In this embodiment, the normalization module 60 includes:
A defining unit 601, configured to define a standard log format, and construct a conversion configurator according to the standard log format;
and the conversion unit 602 is configured to map the key field to the standard log format through the conversion configurator to perform conversion processing, so as to obtain standardized log data.
In this embodiment, the analysis module 70 includes:
an output unit 701, configured to output the standardized log in JSON format, and upload the standardized log to a Kafka queue;
And the storage unit 702 is used for distributing the standardized logs in the Kafka queue to a plurality of Elastic nodes through KAFKADIVIDER algorithm and storing the standardized logs in an Elastic search through Bulk API.
In this embodiment, the analysis module 70 further includes:
a query unit 703, configured to receive a specified key field name and an operator to construct a Lucene query, and query the standardized log to obtain a query result;
a logic processing unit 704 for designing logic conditions according to the query result, and performing association analysis according to the logic conditions to obtain an analysis result
In this embodiment, the analysis module 70 further includes:
a statistics unit 705, configured to count operation indexes of the log data according to the analysis result;
and the display unit 706 is configured to perform visualization processing on the operation index and display the operation index.
The invention provides a standardized processing method for multiple log formats, which is characterized in that unified standard log formats are defined, so that automatic conversion from the original log with multiple formats to the standard format is realized, log with the unified format after conversion is supported to be stored, log analysis is simplified, quick association inquiry of distributed log is realized, and the problem that log systems are difficult to associate due to independence is effectively solved.
The log format normalization processing device in the embodiment of the present invention is described in detail above in fig. 8 and 9 from the point of view of the modularized functional entity, and the log format normalization processing apparatus in the embodiment of the present invention is described in detail below from the point of view of hardware processing.
Fig. 10 is a schematic structural diagram of a log format standardized processing device according to an embodiment of the present invention, where the log format standardized processing device 10 may have a relatively large difference due to different configurations or performances, and may include one or more processors (central processing units, CPU) 11 (e.g., one or more processors) and a memory 12, and one or more storage mediums 13 (e.g., one or more mass storage devices) storing application programs 133 or data 132. Wherein the memory 12 and the storage medium 13 may be transitory or persistent storage.

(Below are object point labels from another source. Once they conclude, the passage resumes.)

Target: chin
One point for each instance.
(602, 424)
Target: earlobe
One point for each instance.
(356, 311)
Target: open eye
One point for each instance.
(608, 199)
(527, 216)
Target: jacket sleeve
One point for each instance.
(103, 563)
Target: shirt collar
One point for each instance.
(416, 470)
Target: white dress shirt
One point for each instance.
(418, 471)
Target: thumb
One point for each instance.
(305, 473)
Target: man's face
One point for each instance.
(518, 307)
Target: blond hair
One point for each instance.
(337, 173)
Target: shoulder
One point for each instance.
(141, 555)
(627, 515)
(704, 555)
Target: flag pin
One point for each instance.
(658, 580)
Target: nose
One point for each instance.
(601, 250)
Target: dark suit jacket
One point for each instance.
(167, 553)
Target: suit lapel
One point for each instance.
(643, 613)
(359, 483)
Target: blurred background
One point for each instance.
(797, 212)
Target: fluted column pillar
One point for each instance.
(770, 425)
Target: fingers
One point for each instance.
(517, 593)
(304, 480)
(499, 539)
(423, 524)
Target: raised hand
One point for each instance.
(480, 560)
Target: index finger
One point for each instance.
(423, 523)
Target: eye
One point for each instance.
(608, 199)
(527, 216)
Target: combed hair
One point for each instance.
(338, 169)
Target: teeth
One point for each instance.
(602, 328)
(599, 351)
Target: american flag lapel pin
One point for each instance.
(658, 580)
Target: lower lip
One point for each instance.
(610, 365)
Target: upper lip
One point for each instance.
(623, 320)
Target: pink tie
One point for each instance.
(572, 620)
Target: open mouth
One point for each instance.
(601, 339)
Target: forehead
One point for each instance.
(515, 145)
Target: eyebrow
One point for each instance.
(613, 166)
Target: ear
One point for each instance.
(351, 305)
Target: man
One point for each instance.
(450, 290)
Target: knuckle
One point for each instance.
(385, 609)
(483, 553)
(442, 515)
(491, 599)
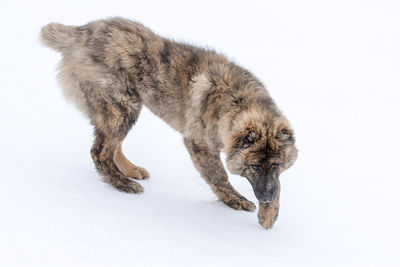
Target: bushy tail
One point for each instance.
(58, 36)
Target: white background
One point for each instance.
(333, 67)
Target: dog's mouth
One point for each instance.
(265, 188)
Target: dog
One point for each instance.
(111, 67)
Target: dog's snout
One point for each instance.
(266, 191)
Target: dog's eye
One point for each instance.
(255, 168)
(274, 166)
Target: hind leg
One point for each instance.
(128, 168)
(113, 115)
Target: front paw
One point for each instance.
(267, 214)
(240, 203)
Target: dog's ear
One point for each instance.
(247, 140)
(283, 135)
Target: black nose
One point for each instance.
(267, 193)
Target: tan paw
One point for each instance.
(128, 186)
(267, 214)
(136, 172)
(240, 204)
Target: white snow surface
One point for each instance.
(333, 67)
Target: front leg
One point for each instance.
(268, 212)
(209, 164)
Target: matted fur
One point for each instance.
(111, 67)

The program stored in the storage medium 13 may include one or more modules (not shown), each of which may include a series of instruction operations in the log format normalization processing device 10. Still further, the processor 11 may be arranged to communicate with the storage medium 13, and to execute a series of instruction operations in the storage medium 13 on the log format normalization processing device 10.
The log format standardized processing device 10 may also include one or more power supplies 14, one or more wired or wireless network interfaces 15, one or more input/output interfaces 16, and/or one or more operating systems 131, such as Windows Serve, mac OS X, unix, linux, freeBSD, and the like. It will be appreciated by those skilled in the art that the device architecture shown in fig. 10 is not limiting of the log format normalization processing device 10 and may include more or fewer components than shown, or may combine certain components, or a different arrangement of components.

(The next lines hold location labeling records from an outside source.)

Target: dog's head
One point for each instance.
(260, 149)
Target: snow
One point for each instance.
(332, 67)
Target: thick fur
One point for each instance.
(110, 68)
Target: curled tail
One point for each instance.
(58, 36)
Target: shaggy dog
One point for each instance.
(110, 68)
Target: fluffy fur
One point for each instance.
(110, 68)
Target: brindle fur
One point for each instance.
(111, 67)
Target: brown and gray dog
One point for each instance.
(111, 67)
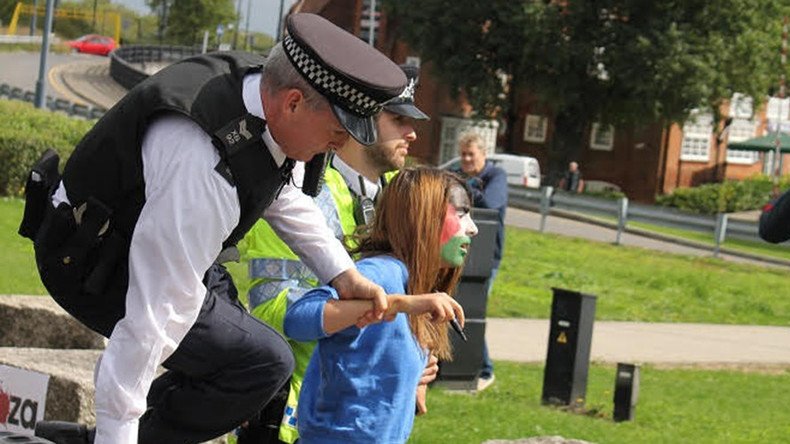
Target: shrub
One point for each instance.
(727, 197)
(25, 132)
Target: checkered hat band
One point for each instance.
(328, 83)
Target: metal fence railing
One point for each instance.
(54, 104)
(127, 64)
(545, 201)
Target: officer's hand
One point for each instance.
(474, 183)
(352, 285)
(430, 371)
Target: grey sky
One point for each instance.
(263, 13)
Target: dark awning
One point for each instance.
(763, 144)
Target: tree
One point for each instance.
(184, 21)
(624, 62)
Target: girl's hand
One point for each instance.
(440, 307)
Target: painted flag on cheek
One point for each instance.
(451, 224)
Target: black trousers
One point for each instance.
(225, 370)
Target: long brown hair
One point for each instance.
(408, 223)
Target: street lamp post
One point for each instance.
(280, 22)
(777, 160)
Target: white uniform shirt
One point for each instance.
(352, 178)
(189, 211)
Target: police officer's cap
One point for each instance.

The present invention also provides a computer readable storage medium, which may be a non-volatile computer readable storage medium, or a volatile computer readable storage medium, having stored therein instructions that, when executed on a computer, cause the computer to perform the steps of a log format normalization processing method.

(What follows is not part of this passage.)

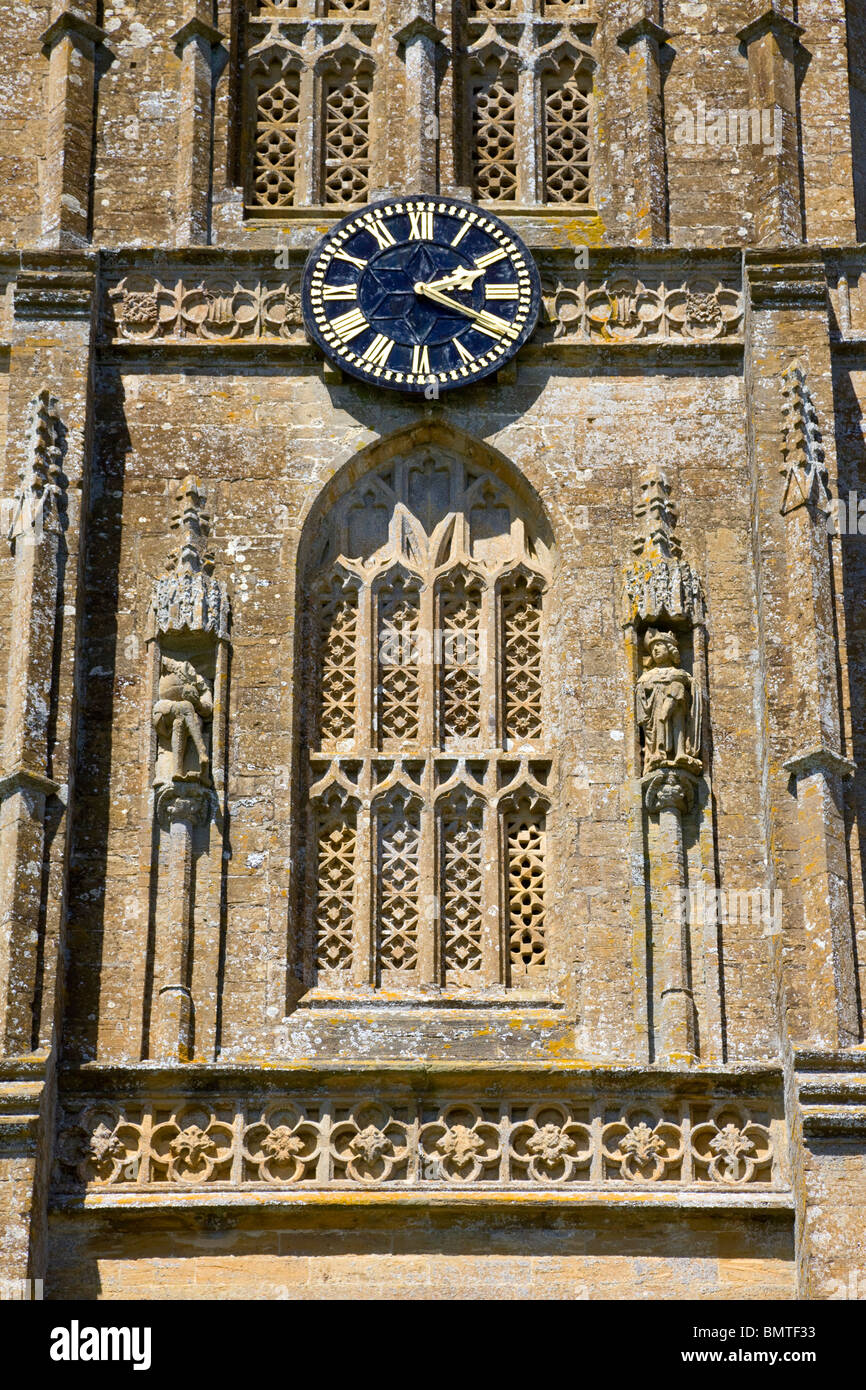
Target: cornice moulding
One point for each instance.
(419, 28)
(21, 779)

It will be clearly understood by those skilled in the art that, for convenience and brevity of description, the specific working process of the system or apparatus and unit described above may refer to the corresponding process in the foregoing method embodiment, which is not repeated herein.
The integrated units, if implemented in the form of software functional units and sold or used as stand-alone products, may be stored in a computer readable storage medium. Based on such understanding, the technical solution of the present invention may be embodied essentially or in part or all of the technical solution or in part in the form of a software product stored in a storage medium, including instructions for causing a computer device (which may be a personal computer, a server, or a network device, etc.) to perform all or part of the steps of the method according to the embodiments of the present invention. And the aforementioned storage medium includes: a U-disk, a removable hard disk, a read-only memory (ROM), a random access memory (random access memory, RAM), a magnetic disk, or an optical disk, or other various media capable of storing program codes.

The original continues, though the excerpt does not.